His 15 overs cost only 48 runs and his line and length after the Hughes dismissal were those of a solid citizen. But to see England's threat with the ball evaporate at 60 for one on a pitch suited to their two spinners was a psychological setback that may weigh heavily on an Ashes-callow attack. Until today all the talk had been of Ponting's lack of faith in Nathan Hauritz and the long spells in which Australia's captain had supposedly failed to apply sufficient pressure to England's first innings.
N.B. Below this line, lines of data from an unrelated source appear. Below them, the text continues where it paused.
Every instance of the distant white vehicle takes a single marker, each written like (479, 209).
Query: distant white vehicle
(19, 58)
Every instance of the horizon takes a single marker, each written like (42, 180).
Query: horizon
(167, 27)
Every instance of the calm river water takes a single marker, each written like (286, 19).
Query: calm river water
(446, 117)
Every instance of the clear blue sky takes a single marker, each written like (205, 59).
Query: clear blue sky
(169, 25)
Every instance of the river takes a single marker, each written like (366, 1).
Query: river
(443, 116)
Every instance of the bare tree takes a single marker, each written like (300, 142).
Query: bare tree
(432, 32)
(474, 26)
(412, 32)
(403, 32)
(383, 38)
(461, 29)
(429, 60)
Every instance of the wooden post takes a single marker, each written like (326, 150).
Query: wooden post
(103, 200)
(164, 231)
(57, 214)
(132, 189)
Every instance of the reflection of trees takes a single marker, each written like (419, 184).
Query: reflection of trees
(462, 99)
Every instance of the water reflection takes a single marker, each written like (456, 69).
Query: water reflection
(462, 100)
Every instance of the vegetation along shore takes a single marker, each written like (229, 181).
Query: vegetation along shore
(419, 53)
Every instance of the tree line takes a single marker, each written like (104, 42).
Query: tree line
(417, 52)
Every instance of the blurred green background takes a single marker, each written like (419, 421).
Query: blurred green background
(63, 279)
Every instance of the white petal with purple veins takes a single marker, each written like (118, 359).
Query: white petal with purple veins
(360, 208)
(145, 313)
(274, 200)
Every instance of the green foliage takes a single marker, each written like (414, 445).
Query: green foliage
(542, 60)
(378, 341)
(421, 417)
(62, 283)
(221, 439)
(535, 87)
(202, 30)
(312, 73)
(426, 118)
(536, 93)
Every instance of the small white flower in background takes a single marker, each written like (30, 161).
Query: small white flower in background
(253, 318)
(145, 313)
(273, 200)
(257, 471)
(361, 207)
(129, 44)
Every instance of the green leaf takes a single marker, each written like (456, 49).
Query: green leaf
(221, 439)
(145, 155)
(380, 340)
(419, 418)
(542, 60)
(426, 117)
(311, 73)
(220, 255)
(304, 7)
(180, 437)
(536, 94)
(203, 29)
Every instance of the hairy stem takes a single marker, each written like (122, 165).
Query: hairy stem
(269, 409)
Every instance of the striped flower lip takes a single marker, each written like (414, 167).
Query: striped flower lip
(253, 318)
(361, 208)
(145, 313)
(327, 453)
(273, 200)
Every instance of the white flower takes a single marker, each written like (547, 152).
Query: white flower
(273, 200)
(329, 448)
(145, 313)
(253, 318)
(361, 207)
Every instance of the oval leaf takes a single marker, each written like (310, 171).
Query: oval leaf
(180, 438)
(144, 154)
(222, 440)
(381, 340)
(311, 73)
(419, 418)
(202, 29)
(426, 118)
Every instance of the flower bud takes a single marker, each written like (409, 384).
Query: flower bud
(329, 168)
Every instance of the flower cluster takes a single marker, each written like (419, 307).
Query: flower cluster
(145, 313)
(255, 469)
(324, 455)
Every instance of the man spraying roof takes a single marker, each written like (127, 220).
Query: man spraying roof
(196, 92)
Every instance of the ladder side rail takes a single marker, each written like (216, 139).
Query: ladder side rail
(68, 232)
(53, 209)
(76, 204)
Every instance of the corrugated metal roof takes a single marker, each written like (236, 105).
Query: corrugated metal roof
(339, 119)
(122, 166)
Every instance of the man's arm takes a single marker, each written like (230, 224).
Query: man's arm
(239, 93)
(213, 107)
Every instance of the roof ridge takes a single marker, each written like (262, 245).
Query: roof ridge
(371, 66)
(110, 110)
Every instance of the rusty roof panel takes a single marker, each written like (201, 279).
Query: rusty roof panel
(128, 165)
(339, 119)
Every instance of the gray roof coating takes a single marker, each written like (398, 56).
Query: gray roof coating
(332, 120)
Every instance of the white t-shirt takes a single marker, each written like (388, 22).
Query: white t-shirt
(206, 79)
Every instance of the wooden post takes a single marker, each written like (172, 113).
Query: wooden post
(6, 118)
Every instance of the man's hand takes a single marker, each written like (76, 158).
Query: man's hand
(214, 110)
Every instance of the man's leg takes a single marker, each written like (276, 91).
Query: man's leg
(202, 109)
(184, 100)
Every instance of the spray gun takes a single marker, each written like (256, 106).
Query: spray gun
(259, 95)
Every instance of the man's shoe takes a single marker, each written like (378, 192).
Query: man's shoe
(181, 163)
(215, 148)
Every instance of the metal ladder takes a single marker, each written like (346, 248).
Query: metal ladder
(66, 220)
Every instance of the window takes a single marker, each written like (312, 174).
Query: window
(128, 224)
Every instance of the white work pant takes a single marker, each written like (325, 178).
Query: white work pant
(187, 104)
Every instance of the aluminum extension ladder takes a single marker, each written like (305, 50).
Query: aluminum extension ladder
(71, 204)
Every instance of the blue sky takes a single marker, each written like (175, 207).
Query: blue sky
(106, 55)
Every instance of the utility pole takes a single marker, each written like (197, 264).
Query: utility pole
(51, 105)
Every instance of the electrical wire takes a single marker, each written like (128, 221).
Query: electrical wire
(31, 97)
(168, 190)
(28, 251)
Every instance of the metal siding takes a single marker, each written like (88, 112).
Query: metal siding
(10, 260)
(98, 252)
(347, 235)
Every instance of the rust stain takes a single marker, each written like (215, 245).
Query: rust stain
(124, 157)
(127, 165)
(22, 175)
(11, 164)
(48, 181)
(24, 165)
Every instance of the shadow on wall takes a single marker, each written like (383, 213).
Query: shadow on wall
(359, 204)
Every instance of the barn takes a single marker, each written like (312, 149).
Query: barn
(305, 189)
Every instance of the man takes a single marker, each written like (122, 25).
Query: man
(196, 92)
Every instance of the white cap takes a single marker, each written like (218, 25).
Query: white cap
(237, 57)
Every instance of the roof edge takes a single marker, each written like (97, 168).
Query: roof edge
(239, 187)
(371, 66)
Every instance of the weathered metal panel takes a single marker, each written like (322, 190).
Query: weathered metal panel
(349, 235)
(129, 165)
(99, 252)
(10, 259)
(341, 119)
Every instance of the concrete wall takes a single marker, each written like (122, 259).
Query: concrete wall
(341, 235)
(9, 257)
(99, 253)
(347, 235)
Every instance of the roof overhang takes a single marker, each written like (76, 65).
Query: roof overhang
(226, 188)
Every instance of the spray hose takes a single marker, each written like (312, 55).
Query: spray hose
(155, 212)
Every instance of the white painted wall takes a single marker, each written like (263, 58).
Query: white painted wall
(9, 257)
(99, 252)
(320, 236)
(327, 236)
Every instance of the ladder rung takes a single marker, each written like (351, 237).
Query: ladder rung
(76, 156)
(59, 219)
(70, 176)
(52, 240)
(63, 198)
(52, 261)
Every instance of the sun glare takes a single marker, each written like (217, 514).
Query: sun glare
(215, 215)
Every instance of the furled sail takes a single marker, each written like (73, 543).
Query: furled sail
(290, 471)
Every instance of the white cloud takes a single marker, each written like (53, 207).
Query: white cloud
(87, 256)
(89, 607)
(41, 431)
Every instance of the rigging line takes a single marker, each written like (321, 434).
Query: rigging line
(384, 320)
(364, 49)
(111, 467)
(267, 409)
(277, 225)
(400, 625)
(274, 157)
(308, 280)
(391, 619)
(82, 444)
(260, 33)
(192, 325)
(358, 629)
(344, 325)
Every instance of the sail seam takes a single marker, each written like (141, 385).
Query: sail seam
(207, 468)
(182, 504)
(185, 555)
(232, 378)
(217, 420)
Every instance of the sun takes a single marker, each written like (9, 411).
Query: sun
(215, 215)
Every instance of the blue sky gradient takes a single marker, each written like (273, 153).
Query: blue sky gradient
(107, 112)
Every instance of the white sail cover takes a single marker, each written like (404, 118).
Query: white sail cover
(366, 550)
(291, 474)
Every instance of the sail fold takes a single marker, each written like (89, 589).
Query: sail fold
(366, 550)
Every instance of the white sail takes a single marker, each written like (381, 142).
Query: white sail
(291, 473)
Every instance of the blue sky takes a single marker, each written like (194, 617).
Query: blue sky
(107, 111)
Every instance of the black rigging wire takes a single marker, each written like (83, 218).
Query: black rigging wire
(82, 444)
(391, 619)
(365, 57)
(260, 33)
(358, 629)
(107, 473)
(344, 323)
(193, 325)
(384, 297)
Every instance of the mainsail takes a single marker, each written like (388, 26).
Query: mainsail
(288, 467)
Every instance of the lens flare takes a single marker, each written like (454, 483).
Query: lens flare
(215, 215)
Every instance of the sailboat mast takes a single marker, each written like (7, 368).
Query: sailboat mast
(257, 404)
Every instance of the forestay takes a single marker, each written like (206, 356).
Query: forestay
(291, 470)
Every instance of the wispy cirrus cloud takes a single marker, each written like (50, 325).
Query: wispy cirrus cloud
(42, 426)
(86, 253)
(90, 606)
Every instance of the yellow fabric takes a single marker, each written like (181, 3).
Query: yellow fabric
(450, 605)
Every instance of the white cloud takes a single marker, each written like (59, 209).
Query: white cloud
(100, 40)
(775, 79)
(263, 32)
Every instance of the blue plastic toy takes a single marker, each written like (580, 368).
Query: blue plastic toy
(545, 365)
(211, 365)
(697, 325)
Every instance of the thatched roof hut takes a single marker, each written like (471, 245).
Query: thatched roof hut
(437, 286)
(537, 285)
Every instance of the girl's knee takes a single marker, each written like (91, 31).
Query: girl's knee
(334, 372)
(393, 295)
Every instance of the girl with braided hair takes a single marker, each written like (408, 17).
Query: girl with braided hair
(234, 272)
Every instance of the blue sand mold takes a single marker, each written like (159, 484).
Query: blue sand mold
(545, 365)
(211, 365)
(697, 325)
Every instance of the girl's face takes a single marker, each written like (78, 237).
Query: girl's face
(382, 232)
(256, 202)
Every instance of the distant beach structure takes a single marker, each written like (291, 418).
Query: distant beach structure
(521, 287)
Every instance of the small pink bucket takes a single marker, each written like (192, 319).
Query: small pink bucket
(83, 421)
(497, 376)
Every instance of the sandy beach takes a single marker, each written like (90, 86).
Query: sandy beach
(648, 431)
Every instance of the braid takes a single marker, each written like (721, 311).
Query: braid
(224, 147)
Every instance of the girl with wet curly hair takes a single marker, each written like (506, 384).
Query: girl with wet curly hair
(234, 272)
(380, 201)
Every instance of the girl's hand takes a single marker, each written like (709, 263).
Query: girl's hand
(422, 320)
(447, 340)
Strauss's worst night-time vision would have been two of Australia's most senior batsmen scoring 204 between them without loss, and neither Graeme Swann nor Monty Panesar being able to capitalise on Flintoff's expert attack on Hughes. Knocking over an opener only just out of his teenage years was a nice prize but it failed to translate against the more experienced Ponting and Katich.
Flintoff's undercard fight with the new Aussie star could not tell us whether his best bowling will arrive in sustained passages or briefly effective bursts. England need it to keep on coming. Does adrenalin, like alcohol, deceive with its power to excite and animate? Can his body still carry his English heart? He needs a thick skin, that much we know. "Row, row, row your boat," the Australians sang, reprising the Fredalo capsizing incident. A figure of fear, a figure of fun.